Esta Lei fará com que os processos sejam resolvidos mais rapidamente, mas aponta para o caminho do encerramento das empresas, em desfavor da sua recuperação. Porquê? Porque é à Assembleia de Credores que cabe a decisão. Ora, do conjunto dos credores, apenas aos trabalhadores interessa a manutenção da empresa, em defesa dos seus postos de trabalho, pois aos restantes credores o que interessa é que as suas dívidas sejam pagas o mais depressa possível. É evidente para todos que um processo de falência conduz mais rapidamente à realização de dinheiro (através da venda da massa falida), do que um processo de recuperação da empresa.

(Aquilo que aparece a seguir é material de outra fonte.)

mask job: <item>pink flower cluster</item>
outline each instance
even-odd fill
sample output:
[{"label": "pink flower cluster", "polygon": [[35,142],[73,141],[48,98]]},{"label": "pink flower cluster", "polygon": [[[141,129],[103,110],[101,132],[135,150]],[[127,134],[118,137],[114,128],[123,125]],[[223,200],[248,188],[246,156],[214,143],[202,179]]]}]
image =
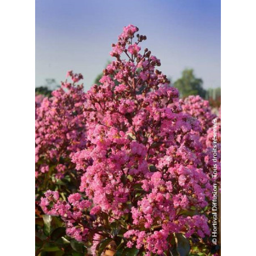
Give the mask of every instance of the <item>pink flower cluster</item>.
[{"label": "pink flower cluster", "polygon": [[[46,214],[61,216],[67,233],[79,241],[86,241],[90,229],[98,230],[100,237],[114,237],[103,222],[105,214],[108,221],[126,231],[128,248],[163,255],[174,233],[187,237],[210,234],[208,220],[199,213],[212,192],[200,136],[213,116],[200,111],[209,107],[198,97],[180,101],[177,89],[156,68],[160,60],[147,48],[140,53],[146,36],[138,35],[132,42],[138,31],[133,25],[125,27],[113,45],[110,55],[116,59],[104,70],[101,84],[83,97],[83,116],[79,112],[74,122],[61,117],[61,138],[67,123],[86,120],[86,147],[84,133],[78,134],[76,129],[64,133],[80,150],[70,156],[76,169],[84,172],[80,192],[87,199],[76,193],[65,202],[56,192],[48,191],[41,206]],[[122,53],[126,59],[121,58]],[[43,101],[41,111],[46,108],[55,116],[54,108],[49,106],[52,104]],[[54,130],[50,137],[54,145],[59,123],[47,122]],[[38,138],[41,149],[45,139]],[[56,150],[45,153],[54,155]]]},{"label": "pink flower cluster", "polygon": [[75,83],[81,74],[68,72],[67,80],[52,97],[36,96],[36,177],[49,171],[63,177],[72,164],[70,157],[86,144],[83,85]]}]

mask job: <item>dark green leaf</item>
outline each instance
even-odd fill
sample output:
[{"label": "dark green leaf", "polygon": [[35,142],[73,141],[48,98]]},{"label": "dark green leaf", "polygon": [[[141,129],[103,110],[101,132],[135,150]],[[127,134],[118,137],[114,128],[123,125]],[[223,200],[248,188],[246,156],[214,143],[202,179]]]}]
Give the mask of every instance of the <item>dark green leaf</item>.
[{"label": "dark green leaf", "polygon": [[195,211],[194,210],[186,210],[184,209],[182,210],[178,214],[179,215],[186,215],[190,216],[192,217],[194,215],[198,215],[199,213],[197,211]]},{"label": "dark green leaf", "polygon": [[36,246],[37,247],[41,247],[42,244],[42,241],[39,237],[36,236]]},{"label": "dark green leaf", "polygon": [[46,236],[49,236],[50,233],[52,217],[50,215],[42,215],[42,219],[44,220],[44,233]]},{"label": "dark green leaf", "polygon": [[155,172],[156,170],[156,167],[155,165],[151,164],[149,167],[150,171],[151,172]]},{"label": "dark green leaf", "polygon": [[57,228],[52,233],[51,238],[53,241],[57,240],[66,234],[66,228],[64,227]]},{"label": "dark green leaf", "polygon": [[188,256],[190,251],[190,245],[189,240],[184,234],[180,233],[175,234],[177,238],[177,251],[180,256]]},{"label": "dark green leaf", "polygon": [[39,225],[39,226],[43,227],[44,226],[44,220],[42,218],[36,218],[35,219],[35,224],[36,225]]},{"label": "dark green leaf", "polygon": [[83,253],[85,250],[84,244],[75,240],[75,239],[70,240],[70,245],[73,250],[75,250],[75,251],[78,253]]},{"label": "dark green leaf", "polygon": [[106,246],[112,241],[112,239],[106,238],[98,244],[96,247],[97,255],[100,256]]},{"label": "dark green leaf", "polygon": [[125,256],[136,256],[139,253],[139,250],[136,247],[133,248],[126,248],[123,252],[123,255]]},{"label": "dark green leaf", "polygon": [[57,251],[60,250],[60,249],[58,246],[45,246],[42,249],[42,251]]}]

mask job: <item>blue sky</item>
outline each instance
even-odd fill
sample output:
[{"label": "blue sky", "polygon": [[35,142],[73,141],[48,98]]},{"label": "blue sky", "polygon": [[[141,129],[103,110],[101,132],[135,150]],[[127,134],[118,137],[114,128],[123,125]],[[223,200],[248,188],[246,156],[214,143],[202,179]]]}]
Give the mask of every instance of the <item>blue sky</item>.
[{"label": "blue sky", "polygon": [[220,86],[220,0],[36,0],[36,86],[73,70],[88,89],[129,24],[172,81],[193,68],[204,88]]}]

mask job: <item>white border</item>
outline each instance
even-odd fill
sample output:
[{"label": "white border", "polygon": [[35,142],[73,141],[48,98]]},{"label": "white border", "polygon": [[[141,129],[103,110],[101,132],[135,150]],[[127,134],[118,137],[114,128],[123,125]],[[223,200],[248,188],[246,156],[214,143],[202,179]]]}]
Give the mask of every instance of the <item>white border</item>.
[{"label": "white border", "polygon": [[221,1],[221,253],[255,254],[256,2]]}]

Finalmente, a actual Lei, depois de definir criteriosamente os tipos de créditos e a sua prioritização, ou seja, depois de deixar mais ou menos claro que os trabalhadores são credores privilegiados (embora passem a fazer-lhes companhia o Estado e 1/4 dos créditos do requerente do processo, conforme já explicado acima), introduz um capítulo totalmente inovador, a que chama o Plano da Insolvência, que dá o dito por não dito em tudo o que está para trás na Lei.
Com efeito, este Plano de Insolvência pode decidir o plano de pagamento aos credores, após a venda da massa falida, e depois de aprovado prevalece em relação à graduação dos créditos prevista e definida na Lei. E quem aprova o Plano de Insolvência? A Assembleia de Credores, nos moldes já explicados neste texto!
Por tudo o que atrás se disse, a Sobreiro 19 considera que esta nova Lei é mais um ataque aos direitos dos trabalhadores, e da sua camada mais desprotegida, o cada vez maior exército de desempregados.
Não baixaremos os braços, e continuaremos a lutar em defesa dos direitos mais elementares dos trabalhadores.
Pelo direito ao trabalho!
Pela dignidade das pessoas!
Pela cidadania plena!
A Direcção da Sobreiro19 - Associação de Solidariedade com as Vítimas das Falências, 22 Dezembro 2003.